As the leaves change color and temperatures drop, October brings more than just pumpkin spice lattes and Halloween festivities. It's also been designated as Cybersecurity Awareness Month. This annual observance has been celebrated for nearly two decades, serving as a reminder of the ever-increasing importance of protecting our digital lives.
Cybersecurity Awareness Month was officially launched in the United States in 2004 as a collaborative effort between the National Cybersecurity Alliance (NCA) and the Department of Homeland Security (DHS), more specifically, the Cybersecurity & Infrastructure Security Agency (CISA). Since its inception, it has grown into a global campaign, with many countries now recognizing and participating in this important initiative.
Let’s take a look at how a few parts of the world are handling the occasion.
In the US, CISA continues to lead the way in promoting cybersecurity awareness during October. They collaborate with various government agencies, private sector organizations, and individuals to raise awareness and provide resources for better cybersecurity practices.
The theme for the US this year, is "secure our world", promoting behavioral change across the Nation, with a particular focus on how individuals, families and small to medium-sized businesses can Secure Our World by focusing on the following four critical actions:
- Use strong passwords.
- Turn on multifactor authentication.
- Recognize and report phishing.
- Update software.
CISA has also provided a toolkit for everyone to reference, which can be downloaded from its website.
To underscore how important cybersecurity is to the nation, in addition to CISA and NCA, the Whitehouse, National Institute of Standards and Technology (NIST), and the Center for Internet Security (CIS) have all either made statements or launched dedicated pages on their sites to mark the occasion.
Canada has also embraced Cybersecurity Awareness Month, with the Canadian Centre for Cyber Security (CCCS) leading the charge. They focus on educating Canadians about cyber threats, promoting safe online behavior, and providing resources for businesses and individuals to enhance their cybersecurity posture.
This year, Canada’s theme is, “step up your cyber fitness”, which is “all about stretching your cyber security muscles and taking things one step at a time!” Their website stresses that “cyber security is a shared responsibility” and encourage everyone to “join us and other organizations across Canada in promoting cyber security by participating in Cyber Month.”
Australia recognizes October as Cybersecurity Awareness Month, with various government agencies, including the Australian Cyber Security Centre (ACSC), participating.
The theme for the ACSC this year is “be cyber wise – don’t compromise”, which encourages citizens to take 4 simple steps to be more cyber wise:
- Update your devices regularly.
- Turn-on multi-factor authentication.
- Backup your important files.
- Use passphrases and password managers.
This is almost identical to CISA’s tips, except instead of a tip that targets phishing, the ACSC has gone for backing important files up.
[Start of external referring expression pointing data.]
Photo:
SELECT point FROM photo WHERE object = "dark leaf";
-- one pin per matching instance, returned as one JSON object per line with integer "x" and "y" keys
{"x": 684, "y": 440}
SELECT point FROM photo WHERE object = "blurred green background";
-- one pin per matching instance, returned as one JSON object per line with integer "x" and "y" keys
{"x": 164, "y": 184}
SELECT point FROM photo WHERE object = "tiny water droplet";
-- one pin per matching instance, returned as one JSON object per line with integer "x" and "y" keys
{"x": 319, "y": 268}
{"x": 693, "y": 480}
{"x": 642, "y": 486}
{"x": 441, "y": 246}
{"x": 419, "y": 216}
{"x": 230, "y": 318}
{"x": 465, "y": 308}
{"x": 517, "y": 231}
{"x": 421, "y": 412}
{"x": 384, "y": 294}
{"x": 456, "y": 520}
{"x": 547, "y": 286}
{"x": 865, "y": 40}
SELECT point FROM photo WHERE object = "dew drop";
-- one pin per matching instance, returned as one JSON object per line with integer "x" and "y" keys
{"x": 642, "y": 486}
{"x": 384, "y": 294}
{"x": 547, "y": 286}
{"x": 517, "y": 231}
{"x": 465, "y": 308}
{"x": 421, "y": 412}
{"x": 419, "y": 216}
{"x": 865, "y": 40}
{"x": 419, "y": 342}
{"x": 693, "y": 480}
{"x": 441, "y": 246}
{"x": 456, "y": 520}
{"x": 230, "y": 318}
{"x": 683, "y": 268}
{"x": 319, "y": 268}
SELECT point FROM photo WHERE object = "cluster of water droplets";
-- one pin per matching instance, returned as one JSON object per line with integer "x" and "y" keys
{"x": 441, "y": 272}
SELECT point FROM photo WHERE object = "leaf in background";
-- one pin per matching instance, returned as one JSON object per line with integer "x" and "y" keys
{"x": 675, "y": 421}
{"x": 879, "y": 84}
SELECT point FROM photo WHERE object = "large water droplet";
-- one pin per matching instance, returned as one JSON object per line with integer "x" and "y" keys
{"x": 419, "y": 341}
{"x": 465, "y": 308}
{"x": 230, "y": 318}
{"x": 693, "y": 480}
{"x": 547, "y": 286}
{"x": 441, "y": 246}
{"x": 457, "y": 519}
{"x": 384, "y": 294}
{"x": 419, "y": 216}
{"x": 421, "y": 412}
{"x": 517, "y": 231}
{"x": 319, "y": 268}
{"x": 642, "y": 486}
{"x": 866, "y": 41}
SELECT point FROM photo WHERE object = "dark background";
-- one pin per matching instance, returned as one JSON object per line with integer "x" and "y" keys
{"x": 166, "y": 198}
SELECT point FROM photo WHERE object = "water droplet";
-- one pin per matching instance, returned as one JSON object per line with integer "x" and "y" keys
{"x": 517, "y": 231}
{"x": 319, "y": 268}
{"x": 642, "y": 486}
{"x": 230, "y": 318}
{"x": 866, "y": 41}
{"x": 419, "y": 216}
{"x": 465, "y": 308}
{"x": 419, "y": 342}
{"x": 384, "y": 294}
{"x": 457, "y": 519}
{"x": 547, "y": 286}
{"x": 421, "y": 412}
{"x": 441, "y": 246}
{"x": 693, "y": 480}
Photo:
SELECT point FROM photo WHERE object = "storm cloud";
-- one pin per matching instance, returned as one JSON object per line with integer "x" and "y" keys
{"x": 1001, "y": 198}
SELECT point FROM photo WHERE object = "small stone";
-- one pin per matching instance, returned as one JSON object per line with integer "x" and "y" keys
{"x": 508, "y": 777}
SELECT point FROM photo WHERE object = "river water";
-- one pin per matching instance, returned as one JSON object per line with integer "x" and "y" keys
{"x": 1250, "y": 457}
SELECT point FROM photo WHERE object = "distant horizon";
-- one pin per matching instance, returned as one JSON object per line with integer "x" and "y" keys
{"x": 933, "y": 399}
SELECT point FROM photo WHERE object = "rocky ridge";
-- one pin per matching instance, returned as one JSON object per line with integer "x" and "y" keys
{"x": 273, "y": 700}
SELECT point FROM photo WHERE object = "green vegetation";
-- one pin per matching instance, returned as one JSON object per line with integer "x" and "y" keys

The European Union Agency for Cybersecurity (ENISA) leads European Cybersecurity Month (ECSM). ECSM is a collaborative effort between EU Member States, the European Commission, and various partners to raise awareness about online security and provide practical tips for staying safe online.
This year, ECSM’s theme is “be smarter than a hacker”. ECSM’s website states that the theme refers to “knowledge and tools we need to protect ourselves from cybercriminals.” ENISA plans to focus on social engineering. They intend to cover everything from “phishing emails to impersonation scams,” and promise to “decode the tactics that hackers use and empower all to recognize and thwart their efforts.”
In the UK, Cybersecurity Awareness Month is typically promoted by the National Cyber Security Centre (NCSC). Curiously, they seem to be very muted this year. The UK’s National Health Service (NHS) seems to be the only government entity that has published any efforts in support of the occasion.
Singapore supports the occasion in a much more operational fashion. They typically let Singapore International Cyber Week (SICW), speak for the country during October in terms of cybersecurity.
Side note: I will be speaking at GovWare this year.
Cybersecurity Awareness Month serves as a valuable reminder of the critical role cybersecurity plays in our increasingly digital lives. Governments around the world are signalling more loudly than ever before that cyber risk is a significant and tangible threat to our way of life. By participating in this annual observance and taking cybersecurity seriously, we can collectively create a safer and more secure digital environment for all.